4 – À tes yeux, le digital, c’est-à-dire les cartes mémoires, sont-ils un nouveau genre de capsules de temps, et leurs contenus dématérialisés de nouveaux « trésors » ? Pourquoi ?

Oui, totalement. Les supports de stockage numérique sur lesquels nous externalisons la mémoire peuvent être considérés comme des capsules de temps dématérialisées et il n’est pas anodin que je leur consacre un chapitre entier. Ce sont des Hypomnématas, terme dont le sens initial circonscrit par Michel Foucault a été légèrement infléchi par Bernard Stiegler.  De nombreux projets de stockage de mégadonnées ont vu le jour ces dernières années, le plus impressionnant étant celui que l’on doit à des chercheurs en optoélectronique de l’Université de Southampton, qui ont mis au point un disque dur 5D sous la forme d’un quartz nanostructuré capable de stocker 350 000 milliards d’octets et qui pourrait durer 13,8 milliards d’années. Certains chercheurs soulignent cependant le caractère paradoxal de ces mémoires externes, hypertrophiées, mais précaires. De fait, cette pléthore de données pose à la fois la question de la vulnérabilité des supports, mais aussi de leur lisibilité… Nous ne sommes toujours pas en mesure de décrypter le linéaire A, le système d’écriture de la civilisation minoenne inventé en Crète, il y a presque quatre millénaires, alors que dire de ce qui sera encore lisible ne serait-ce que dans mille ans ? On retrouve encore cette idée que toute capsule de temps est un objet quelque peu vaniteux. Ce fantasme que les machines que nous avons créées peuvent absorber davantage que nous, qu’elles sont susceptibles de nous dépasser, voire de nous supplanter, porte un nom : le « dataïsme », une forme de religion du futur et de la mémoire qui a son prophète en la personne de Yuval Noah Harari. Mais le problème posé par ces hypomnématas se situe à un autre niveau, je crois : à plus ou moins long terme l’hypermnésie risque d’entraîner notre amnésie, sinon de la conditionner. On le voit au quotidien : dès que nous avons un trou de mémoire, Google devient notre meilleur ami. Ainsi, transférer toute la mémoire du monde à des machines ne revient finalement qu’à mettre en exergue notre caducité.

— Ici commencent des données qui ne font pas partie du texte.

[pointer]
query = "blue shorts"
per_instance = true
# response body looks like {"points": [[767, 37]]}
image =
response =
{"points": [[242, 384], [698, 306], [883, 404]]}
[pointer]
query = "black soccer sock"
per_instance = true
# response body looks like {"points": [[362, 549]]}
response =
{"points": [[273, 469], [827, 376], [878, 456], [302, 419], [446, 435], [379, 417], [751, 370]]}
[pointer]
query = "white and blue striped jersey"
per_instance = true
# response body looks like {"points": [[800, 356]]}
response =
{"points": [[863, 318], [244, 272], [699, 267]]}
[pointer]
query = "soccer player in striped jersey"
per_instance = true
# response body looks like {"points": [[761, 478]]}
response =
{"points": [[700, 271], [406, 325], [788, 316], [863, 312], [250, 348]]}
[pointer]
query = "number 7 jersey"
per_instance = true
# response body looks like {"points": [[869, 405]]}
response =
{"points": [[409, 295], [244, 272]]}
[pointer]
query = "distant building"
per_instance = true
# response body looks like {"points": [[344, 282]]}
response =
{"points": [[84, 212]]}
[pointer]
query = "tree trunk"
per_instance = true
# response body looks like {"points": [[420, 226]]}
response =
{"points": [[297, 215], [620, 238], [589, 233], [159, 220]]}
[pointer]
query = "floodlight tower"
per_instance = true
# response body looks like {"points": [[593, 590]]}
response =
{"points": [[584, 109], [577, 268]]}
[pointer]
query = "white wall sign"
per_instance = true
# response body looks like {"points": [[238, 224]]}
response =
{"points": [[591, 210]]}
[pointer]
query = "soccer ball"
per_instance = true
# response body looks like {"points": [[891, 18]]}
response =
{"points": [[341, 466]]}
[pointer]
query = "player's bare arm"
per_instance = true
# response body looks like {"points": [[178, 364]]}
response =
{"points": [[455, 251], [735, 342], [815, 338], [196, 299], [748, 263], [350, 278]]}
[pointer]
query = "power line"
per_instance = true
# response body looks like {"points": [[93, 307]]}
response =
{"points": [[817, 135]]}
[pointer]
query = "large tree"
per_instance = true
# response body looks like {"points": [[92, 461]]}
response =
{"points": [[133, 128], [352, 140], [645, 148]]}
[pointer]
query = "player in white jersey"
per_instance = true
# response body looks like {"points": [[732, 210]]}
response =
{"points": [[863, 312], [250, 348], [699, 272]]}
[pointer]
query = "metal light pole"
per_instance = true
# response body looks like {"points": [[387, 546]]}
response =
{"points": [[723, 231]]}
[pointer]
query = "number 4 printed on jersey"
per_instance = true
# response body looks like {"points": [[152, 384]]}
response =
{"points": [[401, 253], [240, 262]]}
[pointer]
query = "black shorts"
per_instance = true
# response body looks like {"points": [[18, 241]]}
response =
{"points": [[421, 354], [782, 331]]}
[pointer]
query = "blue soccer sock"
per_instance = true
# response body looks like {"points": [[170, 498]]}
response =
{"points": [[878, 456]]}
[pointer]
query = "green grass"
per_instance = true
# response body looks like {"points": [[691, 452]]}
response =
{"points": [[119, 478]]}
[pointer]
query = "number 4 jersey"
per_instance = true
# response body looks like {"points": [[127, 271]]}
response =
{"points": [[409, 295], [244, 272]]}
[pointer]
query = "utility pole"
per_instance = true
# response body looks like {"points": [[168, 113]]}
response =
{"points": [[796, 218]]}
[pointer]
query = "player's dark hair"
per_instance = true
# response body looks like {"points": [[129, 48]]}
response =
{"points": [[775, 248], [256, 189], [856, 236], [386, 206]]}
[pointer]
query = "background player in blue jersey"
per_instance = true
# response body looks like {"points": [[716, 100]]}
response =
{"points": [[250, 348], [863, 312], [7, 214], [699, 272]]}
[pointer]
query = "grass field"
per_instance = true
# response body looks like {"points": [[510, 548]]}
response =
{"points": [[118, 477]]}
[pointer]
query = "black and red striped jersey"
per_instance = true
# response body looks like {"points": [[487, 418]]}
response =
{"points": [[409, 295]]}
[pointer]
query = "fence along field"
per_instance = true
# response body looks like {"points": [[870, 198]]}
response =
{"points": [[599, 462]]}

5 – Tu mets en exergue du chapitre « Toute la mémoire du monde » une citation de Jean Baudrillard : « Lévi-Strauss, lui, est immortel. Il attend au fond de son immortalité académique le retour des sociétés sans écriture. Il n’a peut-être plus longtemps à attendre. Car celle qui approche, illettrée et informatisée, sera elle aussi sans écriture. C’est notre future société primitive ». Le Livre, qui est sans doute l’une des capsules de temps les plus belles et les plus puissantes qui existent, te semble donc – de par cette citation – n’avoir plus beaucoup d’avenir ? Dirais-tu que cette capsule-là, en faisant de plus en plus défaut à l’humanité « connectée » qui s’enfonce dans des abîmes toujours plus incommensurables d’inconscience et de stupidité, représente pourtant sa seule mémoire durable, mais que, lorsqu’elle s’en rendra compte, il sera trop tard car elle sera simplement incapable de les déchiffrer, c’est-à-dire tout simplement de les « lire », et que, en ce présage, réside la définitive et véritable extinction de l’humanité ? Tu rappelles le fabuleux roman de Walter Miller Jr, Un cantique pour Leibowitz, qui devance la situation post apocalyptique du nucléaire en montrant des survivants qui s’en prennent à des livres pour les détruire au motif que ces derniers représenteraient les « instruments d’une science qui a détruit l’humanité ». Comment expliquer et faire prendre conscience – aujourd’hui plus que jamais – que ce qui pourrait précisément sauver l’humanité de sa bêtise, de son inconscience, ainsi que de sa disparition certaine si elle continue sur cette voie – se trouve précisément dans ces livres qu’elle s’échine à ignorer ou à détruire systématiquement ?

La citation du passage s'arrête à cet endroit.